There are many people who feel thoroughly victimized by StockGeneration, but Wired failed to get their story. Perhaps you should contact a few of the true victims, so you can get an idea of the damage that was really caused.

__Rana Adamchick
angel98@an-egift.com __

After reading the unbelievable article about StockGeneration, my only observation is this: Although the Internet has brought about much change, it has had little power to thin the ranks of the exceedingly greedy and stupid. For people like those who believed StockGeneration could make them millionaires overnight, all the Internet does is shorten the time it takes for a fool and his money to be parted. I have a modest proposal: Let the game resume, and let only those who have lost money go back to playing. This is one of the most obvious cases of financial Darwinism I've ever seen.

__Greg Danford
gdanford@together.net __

__Dean's List __
I would like to thank you for writing the single best article on First founder and Deka head Dean Kamen that I have ever read ("Breakout Artist," Wired 8.09, page 176). Members of more than 400 robot-building teams rushed out to buy the magazine for that one article.

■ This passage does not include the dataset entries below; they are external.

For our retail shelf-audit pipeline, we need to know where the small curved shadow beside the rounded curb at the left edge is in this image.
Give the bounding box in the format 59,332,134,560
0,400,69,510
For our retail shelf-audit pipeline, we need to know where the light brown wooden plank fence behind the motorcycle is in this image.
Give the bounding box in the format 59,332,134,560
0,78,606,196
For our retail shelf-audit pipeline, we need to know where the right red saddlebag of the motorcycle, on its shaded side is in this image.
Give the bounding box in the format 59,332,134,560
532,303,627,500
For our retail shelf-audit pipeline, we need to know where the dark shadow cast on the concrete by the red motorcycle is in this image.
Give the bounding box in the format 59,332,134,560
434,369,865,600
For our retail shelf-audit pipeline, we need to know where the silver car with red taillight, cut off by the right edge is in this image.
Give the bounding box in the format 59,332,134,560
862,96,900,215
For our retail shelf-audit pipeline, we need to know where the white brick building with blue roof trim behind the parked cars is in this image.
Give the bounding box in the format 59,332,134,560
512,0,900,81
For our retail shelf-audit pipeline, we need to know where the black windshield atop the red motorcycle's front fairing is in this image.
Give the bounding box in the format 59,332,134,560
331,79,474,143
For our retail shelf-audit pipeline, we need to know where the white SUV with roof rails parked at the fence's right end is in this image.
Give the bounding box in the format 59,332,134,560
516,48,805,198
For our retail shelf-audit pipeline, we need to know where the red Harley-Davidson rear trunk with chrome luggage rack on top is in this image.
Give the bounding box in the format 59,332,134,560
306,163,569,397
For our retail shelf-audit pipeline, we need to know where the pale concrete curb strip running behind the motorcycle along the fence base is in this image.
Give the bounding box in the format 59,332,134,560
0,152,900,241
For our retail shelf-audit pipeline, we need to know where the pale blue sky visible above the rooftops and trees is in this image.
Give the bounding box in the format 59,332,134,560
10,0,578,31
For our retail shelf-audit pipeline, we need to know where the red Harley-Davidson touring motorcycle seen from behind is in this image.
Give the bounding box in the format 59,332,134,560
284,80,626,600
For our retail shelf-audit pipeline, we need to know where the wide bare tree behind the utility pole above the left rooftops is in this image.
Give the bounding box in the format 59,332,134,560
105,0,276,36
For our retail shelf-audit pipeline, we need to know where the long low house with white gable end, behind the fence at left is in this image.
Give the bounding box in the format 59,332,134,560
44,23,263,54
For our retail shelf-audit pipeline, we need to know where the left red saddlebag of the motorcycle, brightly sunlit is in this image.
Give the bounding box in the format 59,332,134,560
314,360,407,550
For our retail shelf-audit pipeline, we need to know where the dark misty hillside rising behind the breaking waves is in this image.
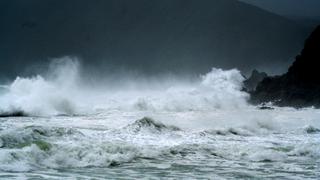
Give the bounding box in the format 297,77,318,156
0,0,306,75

I've been a participant in First robotics for nearly four years, as both a student captain and team leader, and I have seen the press butcher our competition with inaccuracies and poor writing. But your article restores my faith that someone out there can get it right! I hope Wired readers will attend one of next year's competitions and see us all in action once the new game is unveiled.

__Lora Knepper
lknepper@first-a-holics.com __

__No Place Like Home __
I just ran across "Uncommon Edifices" (Wired 8.09, page 280) and loved it. It's great to see more visually stimulating architecture stories in the magazine. There are so many groundbreaking ideas out there: Mine involves a 180-degree glass house set into a cliff hundreds of feet above the Arizona desert ... with slate floors in the showers.

__Gretchen Groff
gretchgrof@aol.com __

__On Cue __
I want to personally thank you for the :CueCat. Now I have something to use on my grandfather's old 486. But where is the USB connection and the cutting-edge industrial design? I'm not even going to mention its incompatibility with Mac and Linux drivers. I guess I can turn it into a Christmas ornament.

__Heagan Bayles
heagan@earthlink.net __

__Undo __
X Files: QNX is a Unix-like operating system for portable devices made by QNX Software Systems (Just Outta Beta, Wired 8.10, page 290). ... Shell Game: IceSphere is a shell replacement for the Litestep shell for Windows ("GUIs Just Want to Have Fun," Wired 8.10, page 156). ... Safe and Warm: Nobuya Unno is the creator of the artificial womb (Just Outta Beta, Wired 8.09, page 312). ... Range Rover: The scales on the New Money graph showing the software and infrastructure divide (Wired 8.09, page 320) should have been marked with power function, not linear, values. All plotted coordinates for revenue and cash/securities were calculated based on a quad root of the actual value.